Reading a fascinating article called Serendipity is No Accident by Robert Friedel recently reminded me of the importance of teaching students how to think as much as teaching them what to think. Friedel points to the role of serendipity in science as crucial to many of the discoveries made over time. He discusses serendipity as "the insightful use of deduction-the sort of thing that any reader of the detective stories of Arthur Conan Doyle would recognize of Sherlock Holmes, "It's elementary, my dear Watson." He also says, "Insight is every bit as important as the accident. Simply to stumble upon something of value is not serendipity; that requires a mental capacity that goes beyond the obvious." Friedel goes on to categorize different types of serendipity and to explain how it has figured into the history of chemistry.
In an age of rapidly increasing amounts of information, and even more ways to access that information, we know that it's just not possible to know everything. (Not that it ever was for that matter.) For a humorous riff on this, check out A. J. Jacobs' book, The Know It-All: One Man's Humble Quest To Become The Smartest Man in the World. Nevertheless, with all of the talk of teaching students skills rather than content, we all too often fall into the trap of teaching students as if there's a body of knowledge out there that if they can just learn, they will be set. Our education continues to be set up in this way, and we remain fixed in this mode. Make no mistake, we are improving, and the meter that measures content versus skills has moved from where it was, but we still have a way to go.
Don't get me wrong. Students must have the foundational knowledge and the skills to be able to spot a surprise when it occurs. There are some facts that they need to know, and they need to understand that these facts are immutable and crucial. However, they also must learn that these facts are nothing more than the initial set of conditions. As the historian Barbara Tuchman once discussed, the facts of history are like the wood with which a carpenter builds. They are important, but they are nothing without the carpenter shaping them into something. Or as Friedel says, "But the true combination to science....is in making the surprise fit some larger scheme of meaning."
In addition to teaching students how to solve problems and think, we must help them develop what Art Costa refers to as habits of mind. Students must learn to not only be critical and analytical. We must help them be open to insightful deduction. Like the scientists in Friedel's article, they need to prepare for finding one thing when they are looking for something else and they need to be open to finding something by an alternative route than they originally designed. While this may be unsettling and even frightening, we need to challenge students that this is how science has progressed and assure them that not only is this permissible, but it is imperative.

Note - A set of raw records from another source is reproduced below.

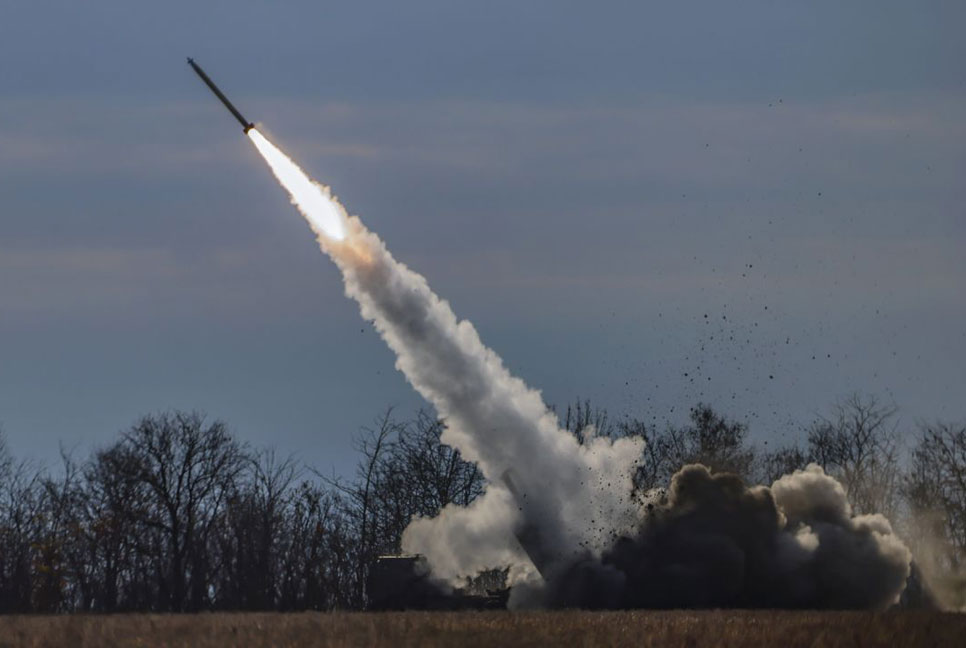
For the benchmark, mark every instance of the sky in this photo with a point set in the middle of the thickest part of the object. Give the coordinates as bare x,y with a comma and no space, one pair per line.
757,205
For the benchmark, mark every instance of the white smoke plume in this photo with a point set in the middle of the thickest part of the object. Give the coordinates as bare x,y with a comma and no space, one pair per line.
713,541
576,496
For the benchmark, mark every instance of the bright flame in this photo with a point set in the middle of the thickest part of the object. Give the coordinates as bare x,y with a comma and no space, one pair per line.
312,199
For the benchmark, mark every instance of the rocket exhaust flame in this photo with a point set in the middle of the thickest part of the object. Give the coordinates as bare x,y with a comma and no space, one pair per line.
710,541
316,203
582,539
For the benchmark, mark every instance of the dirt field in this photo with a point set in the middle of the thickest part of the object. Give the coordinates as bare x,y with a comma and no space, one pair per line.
395,630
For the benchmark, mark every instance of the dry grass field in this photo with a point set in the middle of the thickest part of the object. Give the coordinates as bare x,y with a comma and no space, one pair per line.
569,628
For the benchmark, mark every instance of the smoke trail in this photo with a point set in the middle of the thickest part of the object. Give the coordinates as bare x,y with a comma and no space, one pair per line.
710,541
576,497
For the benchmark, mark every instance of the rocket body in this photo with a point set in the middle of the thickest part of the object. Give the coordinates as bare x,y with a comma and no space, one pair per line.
246,125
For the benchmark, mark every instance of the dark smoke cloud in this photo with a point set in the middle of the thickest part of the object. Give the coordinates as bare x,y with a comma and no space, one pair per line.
712,541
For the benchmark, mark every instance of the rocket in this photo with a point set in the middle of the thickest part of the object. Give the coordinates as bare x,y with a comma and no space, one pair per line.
247,125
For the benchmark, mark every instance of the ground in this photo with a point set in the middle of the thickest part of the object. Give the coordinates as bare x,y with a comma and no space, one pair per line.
566,628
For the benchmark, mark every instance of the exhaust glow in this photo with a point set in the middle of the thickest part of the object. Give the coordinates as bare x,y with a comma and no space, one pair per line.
312,199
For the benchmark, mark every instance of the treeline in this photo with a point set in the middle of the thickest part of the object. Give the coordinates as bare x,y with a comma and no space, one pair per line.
177,515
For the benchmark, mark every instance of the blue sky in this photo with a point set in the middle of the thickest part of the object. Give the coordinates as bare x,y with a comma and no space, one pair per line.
645,204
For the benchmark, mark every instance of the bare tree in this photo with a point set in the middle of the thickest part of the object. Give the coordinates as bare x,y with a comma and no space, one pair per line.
859,446
186,470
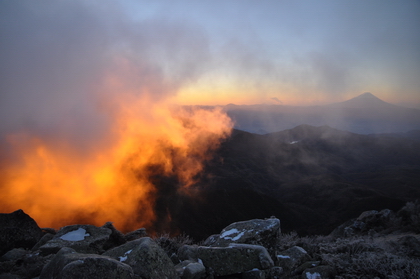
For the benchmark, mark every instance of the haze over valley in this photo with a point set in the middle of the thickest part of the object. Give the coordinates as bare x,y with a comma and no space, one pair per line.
363,114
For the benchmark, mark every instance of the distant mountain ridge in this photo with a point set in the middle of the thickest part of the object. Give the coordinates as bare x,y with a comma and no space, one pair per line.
364,114
312,178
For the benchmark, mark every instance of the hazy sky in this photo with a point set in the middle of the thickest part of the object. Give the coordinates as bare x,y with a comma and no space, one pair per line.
54,54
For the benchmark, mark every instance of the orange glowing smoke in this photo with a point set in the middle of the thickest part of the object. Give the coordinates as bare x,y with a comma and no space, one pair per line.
58,185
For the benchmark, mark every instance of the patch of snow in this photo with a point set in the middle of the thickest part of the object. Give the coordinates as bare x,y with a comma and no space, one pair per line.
124,258
76,235
314,275
229,232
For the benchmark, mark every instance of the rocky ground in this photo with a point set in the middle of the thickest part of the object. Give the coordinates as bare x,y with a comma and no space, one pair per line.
382,244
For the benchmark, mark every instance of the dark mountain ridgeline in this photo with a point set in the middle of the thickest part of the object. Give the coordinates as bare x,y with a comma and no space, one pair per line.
364,114
311,178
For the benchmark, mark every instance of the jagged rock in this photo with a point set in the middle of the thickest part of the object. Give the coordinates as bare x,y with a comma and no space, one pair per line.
411,245
82,238
22,263
292,258
47,237
115,239
146,258
190,270
139,233
235,258
68,264
275,272
13,255
256,232
410,216
18,230
305,266
319,272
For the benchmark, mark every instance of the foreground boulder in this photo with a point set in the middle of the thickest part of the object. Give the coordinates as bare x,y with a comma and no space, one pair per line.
146,258
18,230
291,258
257,232
68,264
233,259
82,238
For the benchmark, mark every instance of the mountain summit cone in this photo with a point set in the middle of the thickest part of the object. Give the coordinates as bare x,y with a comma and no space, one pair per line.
365,100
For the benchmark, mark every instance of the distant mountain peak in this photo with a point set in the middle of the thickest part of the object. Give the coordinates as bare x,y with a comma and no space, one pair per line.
367,96
365,100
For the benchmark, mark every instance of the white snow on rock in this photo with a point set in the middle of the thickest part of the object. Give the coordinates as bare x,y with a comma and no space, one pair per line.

Perhaps one of the most important traits we can teach students is knowledge based humility. One cannot find something if one is not looking, so we must begin by helping them learn what are the possibilities that are out there for them. After they have learned the first principles, they need to be prepared to move on to the next level, and they must be ready to expend energy and to work long hours to get there. Nevertheless, if they don't realize that there are possibilities that they have never envisioned, they will remain closed to the discoveries that their peers will make. To close with one more quotation from Friedel, "The quintessential joy of serendipitous science lies in its capacity to remind us that, as much as we know, we know only a fraction of what is to be known. As the accidents tell us and the sagacity to use them confirms, we do not even truly know what it is we do not know."